She had set up defenses, in this broken state, intending to keep in it. Shields for the lack of--only because she knew that there would be those who would not easily let her perish herself from the world around her so easily. 

She would force her heart to a dull throb, force her brain to a buzzing, unthinking mess. She wouldn't let the pain of others by her get to her--it was the only way to protect them, the only way to finally let herself embrace death without regret.

It started with Annsuel, though she had been the hardest, the test to see if she could force herself to utter out foreboding intentions. It was quick; it felt like it had never happened, though left a heavy drape upon her heart, even past the deluding alcohol. 

"Indignation is dead, and so shall be our friendship."

And so, Zurich walked away in the loud wake of Ann's silence.

She encountered Catilyn on her daily walk to Combe. Catilyn's sobs and pleads, as Zurich would give her the same treatment, echoed in her head. 

"You can't--You can't leave me! I'm dead if you do!"

Zurich felt bitter humor tumbling into her stomach, making her feel sick, yet wanting to laugh as she'd pause, head turning back to utter her final retort.

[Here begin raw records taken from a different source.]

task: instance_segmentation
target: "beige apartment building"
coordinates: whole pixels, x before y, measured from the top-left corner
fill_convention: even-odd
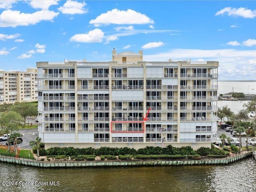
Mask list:
[[[39,136],[46,149],[196,149],[216,138],[218,62],[144,61],[142,51],[114,49],[112,61],[36,64]]]
[[[37,101],[37,69],[0,71],[0,104]]]

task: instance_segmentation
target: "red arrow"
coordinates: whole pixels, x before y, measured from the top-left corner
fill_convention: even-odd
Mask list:
[[[142,116],[142,118],[143,118],[143,120],[144,121],[148,120],[148,118],[147,117],[148,115],[148,114],[149,113],[149,111],[150,110],[150,107],[149,108],[148,108],[148,112],[147,112],[147,114],[146,115],[146,117],[144,117],[144,116]]]

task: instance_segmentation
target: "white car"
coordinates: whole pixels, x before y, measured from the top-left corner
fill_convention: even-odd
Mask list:
[[[246,139],[245,139],[245,142],[246,143]],[[254,139],[248,139],[248,143],[252,145],[255,145],[256,144],[256,140]]]
[[[234,136],[239,136],[239,133],[238,133],[237,131],[234,131],[232,133],[232,134]],[[242,132],[242,133],[241,133],[241,136],[244,136],[246,135],[246,133],[245,132]]]
[[[219,138],[217,138],[216,141],[214,142],[214,144],[216,145],[220,145],[220,144],[222,143],[221,140]]]

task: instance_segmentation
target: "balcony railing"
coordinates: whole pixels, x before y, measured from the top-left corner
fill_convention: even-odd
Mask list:
[[[125,78],[127,77],[127,74],[126,73],[115,73],[112,74],[112,78]]]
[[[108,74],[105,73],[93,73],[92,77],[94,78],[108,78],[109,74]]]
[[[177,132],[177,128],[148,128],[146,127],[146,130],[148,132]]]
[[[109,87],[108,85],[94,85],[93,89],[109,89]]]
[[[180,138],[180,142],[181,143],[212,143],[214,141],[214,139],[213,138]]]
[[[115,89],[143,89],[143,85],[112,85],[111,88],[112,90]]]
[[[94,142],[109,142],[109,138],[94,138]]]

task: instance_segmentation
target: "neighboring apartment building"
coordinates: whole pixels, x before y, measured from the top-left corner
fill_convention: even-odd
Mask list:
[[[0,104],[37,101],[37,69],[26,72],[0,70]]]
[[[39,136],[46,148],[210,147],[218,62],[142,58],[141,51],[114,49],[111,62],[37,62]]]

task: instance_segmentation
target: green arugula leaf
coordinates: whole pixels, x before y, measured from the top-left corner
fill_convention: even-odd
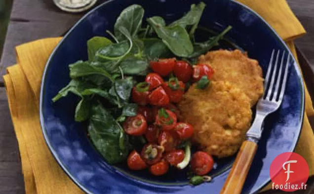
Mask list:
[[[143,39],[144,43],[144,54],[150,59],[168,58],[171,51],[162,41],[157,38]]]
[[[79,61],[70,66],[70,77],[73,79],[91,75],[100,75],[114,80],[111,75],[105,69],[91,65],[88,62]]]
[[[75,121],[82,122],[89,117],[90,101],[86,98],[82,98],[77,106],[75,110]]]
[[[133,82],[132,77],[118,79],[115,82],[115,88],[118,96],[122,100],[127,101],[131,96],[131,91]]]
[[[126,40],[109,44],[96,52],[95,59],[102,62],[117,60],[127,53],[129,48],[129,44]]]
[[[129,32],[131,37],[135,38],[142,25],[144,10],[141,5],[133,4],[126,7],[120,14],[115,24],[115,35],[119,40],[126,39],[126,37],[120,31],[123,27]]]
[[[95,58],[95,55],[100,48],[112,43],[111,40],[103,37],[94,37],[87,41],[87,52],[88,60],[92,61]]]
[[[189,58],[194,58],[198,57],[199,55],[205,53],[215,46],[219,45],[218,42],[220,40],[224,38],[224,36],[228,33],[232,27],[228,26],[225,30],[219,35],[211,37],[208,40],[203,42],[195,43],[194,45],[194,52],[190,56]]]
[[[193,52],[193,45],[185,29],[178,25],[164,26],[156,16],[149,18],[147,22],[154,28],[158,37],[175,55],[187,57]]]
[[[128,136],[100,104],[92,107],[88,130],[93,144],[109,163],[126,159],[129,151]]]
[[[197,5],[192,4],[191,6],[191,10],[185,15],[178,20],[172,22],[169,26],[173,26],[176,25],[182,26],[186,28],[188,26],[193,25],[189,35],[192,37],[194,34],[200,17],[203,13],[206,4],[203,2],[200,2]]]

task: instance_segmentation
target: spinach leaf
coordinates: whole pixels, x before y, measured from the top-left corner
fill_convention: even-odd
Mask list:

"Life isn't kind enough t'let people like us die."

And so she left her, in the fear worse than death; the yearning of it, the ungodly desire to die, and being unable to trick fate into finally letting it happen, in the midst of all things that had nearly killed you. 

It was not as easy as Zurich had envisioned it, nor practiced in her mind. There were few others she had the mind of giving the same treatment, for they all had seemed to have disappeared over the time, moved on. She ended up drunk, stupid, depressed--desperate to act out enough to let someone bring her death.

The day would come to even having a blade at her throat at a drunken attempt of thievery--and as then even he would refuse to kill her, she'd fail with suicide by his blade. The night would end with her staggering back to the inn, ordering more whiskey, and promptly passing out on top of the table half an hour later.

By the next day, and another round of whiskey to drown out the throbbing headache from the last night, it would only be such luck that he would arrive, intending to grab her from the rapids of her descending sanity.

Blince Kolten.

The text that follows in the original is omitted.